Левина освободили от учительства, хотя сельские учителя были тогда дороже дорогого. «Куда же ты теперь?» — спросил участливо секретарь. Дорога у Левина могла быть только одна — на восток. Там ещё громыхали отголоски большой грозы и всё ещё дрался с белыми Дедушка.

— К Деду двину, куда ж ещё, — ответил Левин. — Получается, что не добрал я маленько… С этой святой парой, с Филей да Костей, у меня теперь вся жизнь скрестилась.

Он верно рассудил: если братцы-убийцы ещё живы, то где им и быть, как не среди самых отпетых?

Дед за эти годы стал сибирской легендой — о нём не только в газетах писали, о нём и песни слагали. Он был громкий, бровастый, белозубая улыбка сверкала в его косматой седеющей бороде.

В Иркутске это было. Они обнялись, как родные — комдив и пулемётчик, два дюжих медведя.

— Ай да Левин, аи, молодец! Вот угодил!

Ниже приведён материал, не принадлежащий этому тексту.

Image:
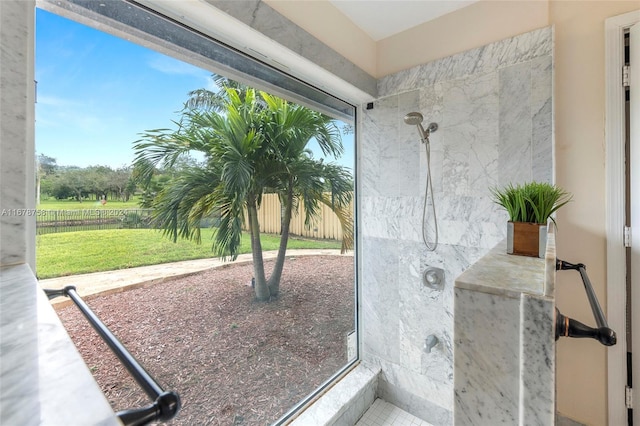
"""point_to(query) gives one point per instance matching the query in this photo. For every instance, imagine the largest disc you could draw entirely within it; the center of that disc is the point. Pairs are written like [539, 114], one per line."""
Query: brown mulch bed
[234, 361]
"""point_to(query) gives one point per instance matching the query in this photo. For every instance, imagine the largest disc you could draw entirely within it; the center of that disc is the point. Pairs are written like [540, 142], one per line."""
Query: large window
[113, 80]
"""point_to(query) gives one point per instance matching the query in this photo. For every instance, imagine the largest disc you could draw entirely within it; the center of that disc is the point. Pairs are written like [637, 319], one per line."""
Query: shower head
[415, 119]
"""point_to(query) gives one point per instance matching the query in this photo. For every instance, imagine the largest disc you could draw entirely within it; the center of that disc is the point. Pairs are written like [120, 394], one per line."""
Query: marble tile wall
[17, 174]
[493, 106]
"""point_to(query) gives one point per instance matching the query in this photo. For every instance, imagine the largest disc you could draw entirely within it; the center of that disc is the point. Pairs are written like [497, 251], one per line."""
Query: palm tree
[253, 143]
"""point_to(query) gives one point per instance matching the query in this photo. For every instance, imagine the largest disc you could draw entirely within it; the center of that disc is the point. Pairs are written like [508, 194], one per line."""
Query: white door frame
[615, 199]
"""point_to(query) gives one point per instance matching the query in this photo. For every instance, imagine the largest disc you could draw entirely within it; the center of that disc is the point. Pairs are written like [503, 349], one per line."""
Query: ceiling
[383, 18]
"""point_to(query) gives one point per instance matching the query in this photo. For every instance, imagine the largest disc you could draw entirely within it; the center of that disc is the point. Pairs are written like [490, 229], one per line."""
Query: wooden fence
[326, 227]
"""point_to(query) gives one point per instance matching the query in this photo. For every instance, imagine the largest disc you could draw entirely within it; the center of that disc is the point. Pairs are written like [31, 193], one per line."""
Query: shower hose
[429, 190]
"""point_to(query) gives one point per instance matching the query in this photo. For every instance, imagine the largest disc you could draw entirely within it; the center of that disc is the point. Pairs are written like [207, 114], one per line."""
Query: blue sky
[96, 93]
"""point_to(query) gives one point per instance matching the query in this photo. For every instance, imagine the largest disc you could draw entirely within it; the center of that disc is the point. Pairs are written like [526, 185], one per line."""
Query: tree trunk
[274, 280]
[38, 189]
[260, 287]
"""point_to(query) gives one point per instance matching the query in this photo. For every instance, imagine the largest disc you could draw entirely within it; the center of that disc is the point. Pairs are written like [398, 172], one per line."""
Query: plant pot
[526, 239]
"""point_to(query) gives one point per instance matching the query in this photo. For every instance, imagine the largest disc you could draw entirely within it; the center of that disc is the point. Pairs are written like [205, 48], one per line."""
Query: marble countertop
[44, 379]
[510, 275]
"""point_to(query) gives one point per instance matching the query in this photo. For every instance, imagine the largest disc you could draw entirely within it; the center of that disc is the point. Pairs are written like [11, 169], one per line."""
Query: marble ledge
[508, 275]
[44, 379]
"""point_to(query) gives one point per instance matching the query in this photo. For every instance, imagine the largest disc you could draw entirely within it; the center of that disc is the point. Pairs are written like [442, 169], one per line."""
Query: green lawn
[71, 253]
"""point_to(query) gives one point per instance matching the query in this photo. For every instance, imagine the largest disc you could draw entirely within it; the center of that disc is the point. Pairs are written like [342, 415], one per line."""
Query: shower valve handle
[569, 327]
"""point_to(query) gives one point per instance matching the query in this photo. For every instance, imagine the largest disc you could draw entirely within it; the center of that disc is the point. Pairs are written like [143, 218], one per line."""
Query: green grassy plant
[533, 202]
[71, 253]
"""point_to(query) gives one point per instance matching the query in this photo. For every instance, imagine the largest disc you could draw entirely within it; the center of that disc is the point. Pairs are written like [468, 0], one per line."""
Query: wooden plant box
[526, 239]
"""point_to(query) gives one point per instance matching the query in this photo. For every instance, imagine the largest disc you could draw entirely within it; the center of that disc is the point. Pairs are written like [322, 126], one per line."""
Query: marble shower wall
[493, 106]
[17, 114]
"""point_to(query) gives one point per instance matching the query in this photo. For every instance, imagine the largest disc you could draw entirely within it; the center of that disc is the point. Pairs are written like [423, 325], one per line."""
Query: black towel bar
[568, 327]
[165, 404]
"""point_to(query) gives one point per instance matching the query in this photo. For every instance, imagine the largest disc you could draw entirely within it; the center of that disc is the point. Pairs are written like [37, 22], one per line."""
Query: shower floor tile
[382, 413]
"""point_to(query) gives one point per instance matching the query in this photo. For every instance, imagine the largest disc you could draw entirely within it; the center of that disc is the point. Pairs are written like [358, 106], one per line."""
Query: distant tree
[120, 183]
[45, 166]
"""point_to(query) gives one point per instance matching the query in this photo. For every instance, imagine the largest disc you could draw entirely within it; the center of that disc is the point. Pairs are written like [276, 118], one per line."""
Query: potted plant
[530, 206]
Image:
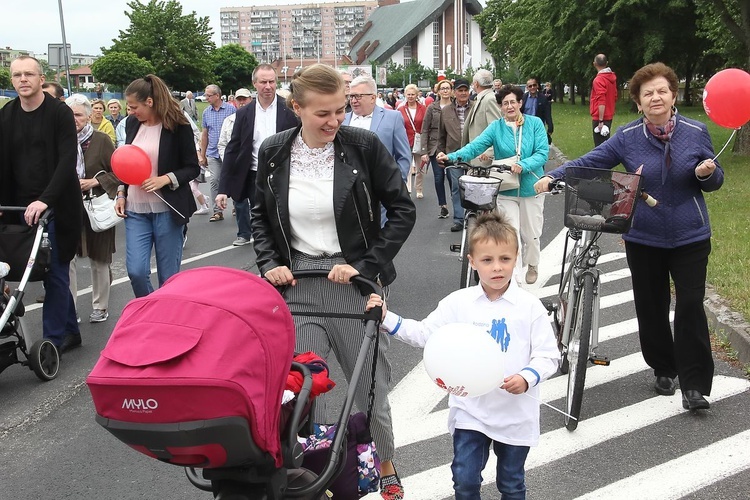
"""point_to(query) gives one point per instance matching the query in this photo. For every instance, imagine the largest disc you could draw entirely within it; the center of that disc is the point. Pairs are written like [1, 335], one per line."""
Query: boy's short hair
[494, 227]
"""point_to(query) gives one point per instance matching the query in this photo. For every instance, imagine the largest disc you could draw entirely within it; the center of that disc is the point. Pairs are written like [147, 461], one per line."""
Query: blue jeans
[242, 214]
[438, 173]
[59, 311]
[471, 450]
[142, 232]
[458, 210]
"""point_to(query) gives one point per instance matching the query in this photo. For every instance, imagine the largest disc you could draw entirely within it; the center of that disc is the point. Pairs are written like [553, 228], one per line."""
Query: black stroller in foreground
[24, 256]
[196, 380]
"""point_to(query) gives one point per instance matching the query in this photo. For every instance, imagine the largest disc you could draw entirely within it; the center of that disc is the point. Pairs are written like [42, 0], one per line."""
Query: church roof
[390, 27]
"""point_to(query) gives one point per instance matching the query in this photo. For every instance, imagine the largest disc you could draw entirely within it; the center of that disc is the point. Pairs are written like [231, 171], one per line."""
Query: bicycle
[597, 201]
[478, 190]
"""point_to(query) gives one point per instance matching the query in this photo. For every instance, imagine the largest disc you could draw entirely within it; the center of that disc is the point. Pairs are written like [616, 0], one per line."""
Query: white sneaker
[240, 241]
[531, 275]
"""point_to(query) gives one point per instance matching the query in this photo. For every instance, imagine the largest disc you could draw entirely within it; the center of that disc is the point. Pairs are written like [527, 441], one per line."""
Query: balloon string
[170, 206]
[727, 143]
[550, 406]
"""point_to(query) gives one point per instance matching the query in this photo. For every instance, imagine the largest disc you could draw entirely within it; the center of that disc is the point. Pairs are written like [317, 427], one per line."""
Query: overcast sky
[89, 25]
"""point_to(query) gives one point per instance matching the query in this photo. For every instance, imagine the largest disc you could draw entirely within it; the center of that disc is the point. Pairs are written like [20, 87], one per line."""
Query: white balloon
[464, 360]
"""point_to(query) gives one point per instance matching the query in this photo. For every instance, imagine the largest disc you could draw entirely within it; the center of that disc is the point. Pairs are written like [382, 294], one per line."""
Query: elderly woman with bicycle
[520, 140]
[672, 239]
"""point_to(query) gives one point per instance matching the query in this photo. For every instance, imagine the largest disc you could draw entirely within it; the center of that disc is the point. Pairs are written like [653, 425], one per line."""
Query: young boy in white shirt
[518, 321]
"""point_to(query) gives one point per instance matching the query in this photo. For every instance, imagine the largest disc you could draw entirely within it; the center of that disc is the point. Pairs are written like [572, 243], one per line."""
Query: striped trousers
[343, 337]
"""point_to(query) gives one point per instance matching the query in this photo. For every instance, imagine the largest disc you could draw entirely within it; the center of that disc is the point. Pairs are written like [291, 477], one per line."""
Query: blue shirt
[529, 106]
[212, 121]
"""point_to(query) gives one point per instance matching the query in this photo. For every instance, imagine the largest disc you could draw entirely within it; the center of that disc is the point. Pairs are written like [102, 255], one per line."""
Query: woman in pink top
[414, 112]
[159, 127]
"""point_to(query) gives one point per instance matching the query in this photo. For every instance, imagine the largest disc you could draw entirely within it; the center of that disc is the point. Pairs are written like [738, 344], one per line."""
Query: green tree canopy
[120, 68]
[233, 67]
[177, 45]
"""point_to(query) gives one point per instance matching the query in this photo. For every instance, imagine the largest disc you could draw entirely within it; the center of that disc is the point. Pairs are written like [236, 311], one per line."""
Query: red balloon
[726, 98]
[131, 164]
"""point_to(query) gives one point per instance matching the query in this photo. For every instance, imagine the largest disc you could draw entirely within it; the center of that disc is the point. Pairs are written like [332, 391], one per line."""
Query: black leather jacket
[365, 175]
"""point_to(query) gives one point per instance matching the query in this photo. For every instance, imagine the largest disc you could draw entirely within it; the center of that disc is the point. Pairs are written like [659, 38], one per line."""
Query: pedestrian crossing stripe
[706, 466]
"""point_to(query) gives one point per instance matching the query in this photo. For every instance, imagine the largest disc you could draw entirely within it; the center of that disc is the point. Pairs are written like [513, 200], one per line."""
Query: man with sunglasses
[386, 123]
[535, 103]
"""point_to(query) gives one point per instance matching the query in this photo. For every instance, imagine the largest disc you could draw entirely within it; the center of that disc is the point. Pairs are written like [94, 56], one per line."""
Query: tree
[233, 67]
[120, 68]
[177, 45]
[727, 24]
[4, 78]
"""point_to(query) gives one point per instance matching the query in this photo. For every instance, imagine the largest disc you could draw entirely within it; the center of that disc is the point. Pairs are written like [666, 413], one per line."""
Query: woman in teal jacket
[522, 140]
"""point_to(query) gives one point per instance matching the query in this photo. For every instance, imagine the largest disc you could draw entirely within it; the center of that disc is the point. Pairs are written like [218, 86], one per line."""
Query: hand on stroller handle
[342, 274]
[32, 213]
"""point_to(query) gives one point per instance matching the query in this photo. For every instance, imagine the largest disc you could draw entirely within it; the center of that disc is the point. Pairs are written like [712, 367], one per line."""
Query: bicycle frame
[581, 260]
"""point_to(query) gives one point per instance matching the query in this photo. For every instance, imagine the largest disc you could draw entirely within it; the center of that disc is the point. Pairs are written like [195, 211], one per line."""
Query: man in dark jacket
[38, 170]
[536, 104]
[267, 115]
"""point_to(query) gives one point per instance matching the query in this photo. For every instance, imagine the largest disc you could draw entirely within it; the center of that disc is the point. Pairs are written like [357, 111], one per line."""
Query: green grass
[729, 264]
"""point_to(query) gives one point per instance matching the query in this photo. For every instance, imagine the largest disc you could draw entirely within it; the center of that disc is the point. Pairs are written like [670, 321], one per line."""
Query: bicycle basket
[478, 193]
[600, 200]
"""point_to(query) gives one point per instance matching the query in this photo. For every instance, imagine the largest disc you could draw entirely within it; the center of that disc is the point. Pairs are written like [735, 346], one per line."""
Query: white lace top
[311, 213]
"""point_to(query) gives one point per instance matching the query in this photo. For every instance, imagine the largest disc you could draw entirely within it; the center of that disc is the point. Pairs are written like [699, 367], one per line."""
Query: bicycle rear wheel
[578, 350]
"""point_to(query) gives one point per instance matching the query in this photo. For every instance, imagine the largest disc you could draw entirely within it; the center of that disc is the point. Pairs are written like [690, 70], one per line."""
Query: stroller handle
[365, 285]
[43, 218]
[372, 286]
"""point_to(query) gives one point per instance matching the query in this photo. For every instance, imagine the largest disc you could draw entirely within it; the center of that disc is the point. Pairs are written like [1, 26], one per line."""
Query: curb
[727, 323]
[721, 319]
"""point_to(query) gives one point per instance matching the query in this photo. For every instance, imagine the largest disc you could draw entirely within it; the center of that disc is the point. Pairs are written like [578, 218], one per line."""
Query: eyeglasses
[26, 74]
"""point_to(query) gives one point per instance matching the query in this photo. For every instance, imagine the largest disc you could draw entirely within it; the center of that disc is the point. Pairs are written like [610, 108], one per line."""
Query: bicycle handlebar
[481, 171]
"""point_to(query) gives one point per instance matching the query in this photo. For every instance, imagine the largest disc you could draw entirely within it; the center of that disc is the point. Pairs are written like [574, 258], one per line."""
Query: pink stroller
[196, 380]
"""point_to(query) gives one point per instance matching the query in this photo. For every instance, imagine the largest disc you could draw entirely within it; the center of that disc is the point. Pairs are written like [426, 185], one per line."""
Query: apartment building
[294, 36]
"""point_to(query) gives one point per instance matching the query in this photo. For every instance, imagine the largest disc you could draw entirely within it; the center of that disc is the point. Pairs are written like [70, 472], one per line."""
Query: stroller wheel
[44, 359]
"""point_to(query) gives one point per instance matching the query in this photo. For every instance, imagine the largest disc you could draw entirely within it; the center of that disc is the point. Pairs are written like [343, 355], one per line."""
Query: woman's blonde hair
[165, 107]
[80, 100]
[315, 79]
[413, 87]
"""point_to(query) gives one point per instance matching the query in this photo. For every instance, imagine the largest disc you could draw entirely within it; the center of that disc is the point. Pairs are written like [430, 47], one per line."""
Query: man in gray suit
[386, 123]
[484, 111]
[188, 106]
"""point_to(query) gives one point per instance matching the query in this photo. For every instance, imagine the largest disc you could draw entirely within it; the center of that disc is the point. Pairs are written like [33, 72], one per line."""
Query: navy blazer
[543, 110]
[389, 127]
[238, 157]
[176, 156]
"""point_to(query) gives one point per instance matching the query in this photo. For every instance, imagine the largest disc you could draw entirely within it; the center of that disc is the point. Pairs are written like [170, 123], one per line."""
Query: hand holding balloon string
[133, 166]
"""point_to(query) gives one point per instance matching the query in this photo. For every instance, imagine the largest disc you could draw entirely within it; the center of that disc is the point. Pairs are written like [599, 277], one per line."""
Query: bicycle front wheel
[578, 350]
[468, 275]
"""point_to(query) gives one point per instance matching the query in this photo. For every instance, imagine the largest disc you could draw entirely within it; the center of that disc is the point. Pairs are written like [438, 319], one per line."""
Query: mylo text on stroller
[197, 381]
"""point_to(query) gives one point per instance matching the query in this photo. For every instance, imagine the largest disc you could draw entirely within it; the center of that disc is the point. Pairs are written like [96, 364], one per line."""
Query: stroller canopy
[213, 342]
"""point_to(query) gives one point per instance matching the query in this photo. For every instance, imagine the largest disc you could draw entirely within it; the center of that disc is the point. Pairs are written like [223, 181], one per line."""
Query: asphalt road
[630, 443]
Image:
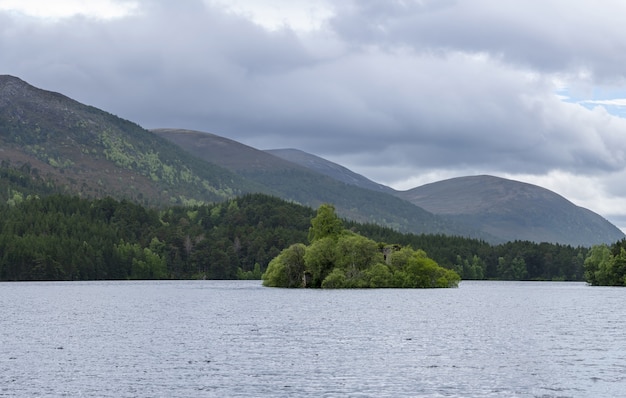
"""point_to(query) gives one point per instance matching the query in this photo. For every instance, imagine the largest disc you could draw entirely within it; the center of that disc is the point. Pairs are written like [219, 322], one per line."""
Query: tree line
[606, 265]
[339, 258]
[63, 237]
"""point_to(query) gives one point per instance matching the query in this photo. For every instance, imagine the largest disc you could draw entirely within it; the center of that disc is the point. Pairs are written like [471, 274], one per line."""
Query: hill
[513, 210]
[330, 169]
[93, 153]
[299, 184]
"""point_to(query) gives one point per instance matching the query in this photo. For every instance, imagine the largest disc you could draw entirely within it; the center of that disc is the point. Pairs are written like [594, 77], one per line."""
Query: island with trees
[606, 265]
[339, 258]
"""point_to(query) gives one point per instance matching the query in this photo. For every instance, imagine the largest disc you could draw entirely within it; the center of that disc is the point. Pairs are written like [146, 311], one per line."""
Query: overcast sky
[405, 92]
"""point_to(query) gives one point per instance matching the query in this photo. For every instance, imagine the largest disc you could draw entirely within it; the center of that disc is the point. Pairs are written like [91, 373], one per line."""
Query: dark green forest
[606, 265]
[46, 234]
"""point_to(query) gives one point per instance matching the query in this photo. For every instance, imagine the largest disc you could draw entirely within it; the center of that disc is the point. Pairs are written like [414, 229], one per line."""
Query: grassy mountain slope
[94, 153]
[293, 182]
[514, 210]
[330, 169]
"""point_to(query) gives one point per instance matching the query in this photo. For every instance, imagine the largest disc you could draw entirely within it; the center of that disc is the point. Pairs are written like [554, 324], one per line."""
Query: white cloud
[403, 92]
[99, 9]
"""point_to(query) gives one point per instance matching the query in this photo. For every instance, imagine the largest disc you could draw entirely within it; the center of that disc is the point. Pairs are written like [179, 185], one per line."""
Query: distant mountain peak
[328, 168]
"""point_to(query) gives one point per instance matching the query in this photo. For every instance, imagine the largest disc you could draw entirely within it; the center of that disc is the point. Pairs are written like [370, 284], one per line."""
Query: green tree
[286, 269]
[325, 224]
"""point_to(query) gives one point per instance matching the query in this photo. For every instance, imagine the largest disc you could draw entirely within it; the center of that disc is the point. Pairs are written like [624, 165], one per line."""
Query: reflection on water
[236, 338]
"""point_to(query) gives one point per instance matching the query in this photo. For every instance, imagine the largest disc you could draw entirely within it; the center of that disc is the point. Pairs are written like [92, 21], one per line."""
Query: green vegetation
[46, 234]
[606, 266]
[339, 258]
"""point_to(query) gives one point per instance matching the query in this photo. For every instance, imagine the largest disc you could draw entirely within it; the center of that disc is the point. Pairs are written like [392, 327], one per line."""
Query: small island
[338, 258]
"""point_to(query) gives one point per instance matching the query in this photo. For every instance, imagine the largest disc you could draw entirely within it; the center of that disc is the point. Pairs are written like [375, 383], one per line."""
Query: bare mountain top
[94, 153]
[223, 151]
[514, 210]
[328, 168]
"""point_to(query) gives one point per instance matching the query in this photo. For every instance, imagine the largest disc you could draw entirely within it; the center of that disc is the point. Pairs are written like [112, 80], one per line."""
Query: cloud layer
[404, 92]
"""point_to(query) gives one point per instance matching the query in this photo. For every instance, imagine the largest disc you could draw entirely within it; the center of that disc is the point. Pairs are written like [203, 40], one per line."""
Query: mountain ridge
[92, 153]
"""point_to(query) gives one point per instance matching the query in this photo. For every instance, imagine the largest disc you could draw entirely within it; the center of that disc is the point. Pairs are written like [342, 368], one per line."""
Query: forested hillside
[62, 237]
[93, 153]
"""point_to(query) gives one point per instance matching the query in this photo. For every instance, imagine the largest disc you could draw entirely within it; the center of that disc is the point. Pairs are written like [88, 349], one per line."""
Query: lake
[239, 339]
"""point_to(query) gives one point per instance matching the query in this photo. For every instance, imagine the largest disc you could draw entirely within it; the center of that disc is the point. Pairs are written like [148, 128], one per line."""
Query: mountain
[333, 170]
[93, 153]
[513, 210]
[291, 181]
[52, 143]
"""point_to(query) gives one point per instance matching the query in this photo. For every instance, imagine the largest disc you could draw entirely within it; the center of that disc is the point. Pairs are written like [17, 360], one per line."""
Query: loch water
[239, 339]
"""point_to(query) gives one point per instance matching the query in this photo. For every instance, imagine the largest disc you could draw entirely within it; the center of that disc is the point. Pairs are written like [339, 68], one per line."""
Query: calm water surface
[238, 339]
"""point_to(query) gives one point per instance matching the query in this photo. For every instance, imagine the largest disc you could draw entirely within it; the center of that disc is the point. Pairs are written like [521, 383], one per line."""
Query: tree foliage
[48, 235]
[606, 266]
[339, 258]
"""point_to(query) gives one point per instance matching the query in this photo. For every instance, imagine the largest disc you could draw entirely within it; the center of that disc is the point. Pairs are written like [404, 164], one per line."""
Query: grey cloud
[196, 66]
[552, 36]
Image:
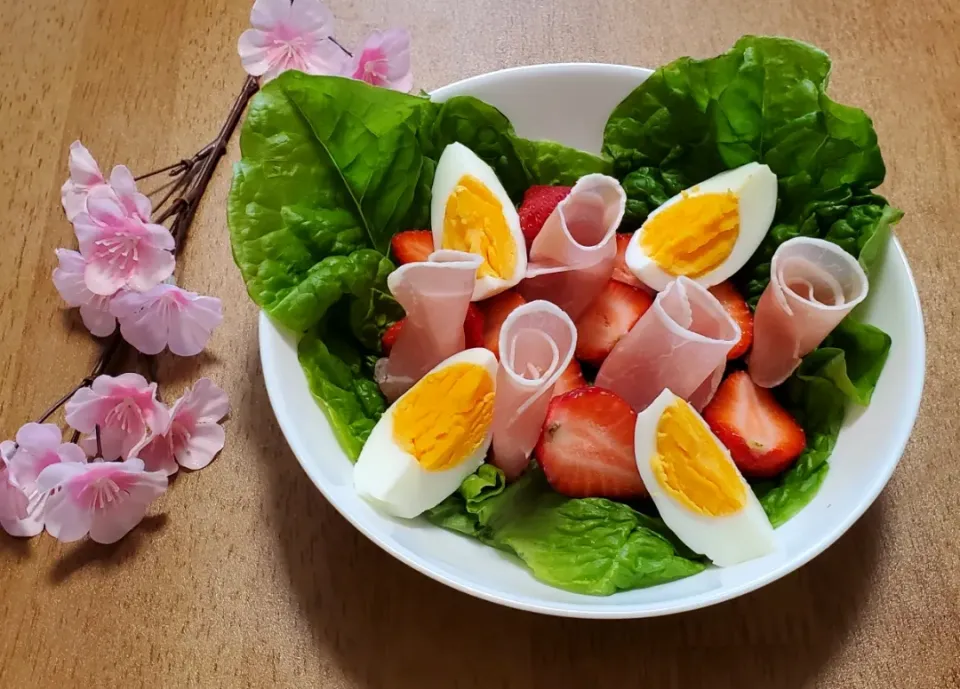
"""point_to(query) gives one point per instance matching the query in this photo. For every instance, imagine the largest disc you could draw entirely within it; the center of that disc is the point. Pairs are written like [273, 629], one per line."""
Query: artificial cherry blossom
[37, 447]
[383, 60]
[167, 316]
[289, 35]
[126, 410]
[13, 501]
[85, 176]
[104, 499]
[94, 308]
[120, 249]
[194, 436]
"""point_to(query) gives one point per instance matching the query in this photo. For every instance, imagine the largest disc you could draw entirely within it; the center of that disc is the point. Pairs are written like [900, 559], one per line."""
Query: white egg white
[726, 540]
[393, 480]
[456, 161]
[756, 188]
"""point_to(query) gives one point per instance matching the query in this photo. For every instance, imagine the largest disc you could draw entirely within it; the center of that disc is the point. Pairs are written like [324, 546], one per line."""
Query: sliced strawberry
[473, 327]
[762, 437]
[538, 204]
[620, 271]
[735, 305]
[495, 312]
[571, 379]
[412, 245]
[390, 335]
[472, 330]
[586, 448]
[609, 317]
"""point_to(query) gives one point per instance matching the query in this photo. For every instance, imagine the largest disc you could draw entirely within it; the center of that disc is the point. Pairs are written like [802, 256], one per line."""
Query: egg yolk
[694, 235]
[692, 468]
[473, 221]
[444, 418]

Прямо сказать, как подарок ты мне.

На кожане у Деда посвёркивал новенький, тогда ещё невиданный орден боевого Красного Знамени. Вокруг Левина теснились знакомые и дорогие лица, Левина тискали, что-то кричали в самое ухо, и сам он что-то кричал.

Знаменитый отряд Каландаришвили только что прибыл маршем из Приамурья. Теперь ему предстояла труднейшая из всех кампаний — поход в Якутию. Подонки белогвардейщины, загнанные на якутскую окраину и обречённые, метались там по просторной земле, от улуса к улусу, зажигали костры контрреволюции, надеясь раздуть их, покрыть пламенем мятежа всю Сибирь.

Не сразу спохватилась революционная власть, было упущено дорогое время, и теперь якутский нарыв настолько созрел, болезнь так пошла вглубь, что никто уже не мог поручиться, как повернётся дело завтра. Особенно если учесть, что и на Дальнем Востоке, в монгольских степях ещё клубились такие же мрачные тучи вооружённой контрреволюции.

И ещё раз, ещё на одном примере, революция убедилась в мудрости своего вождя. Никто в те дни не почувствовал так остро опасности, нависшей над многострадальной Якутией, как Ленин в далёкой Москве. «Чрезвычайно серьёзная опасность», — настаивал он. Сиббюро ЦК РКП(б) заверило тогда Ленина, что указания его будут выполнены со всей неуклонностью. Каландаришвили и его бойцам — лучшим из всех, кто в те времена носил оружие, — был отдан приказ готовиться в якутский поход. Сам Ленин посылал их на подвиг. И выполнить приказ им предстояло именно под командой Деда, который видел Владимира Ильича, пожимал ему руку, беседовал с ним!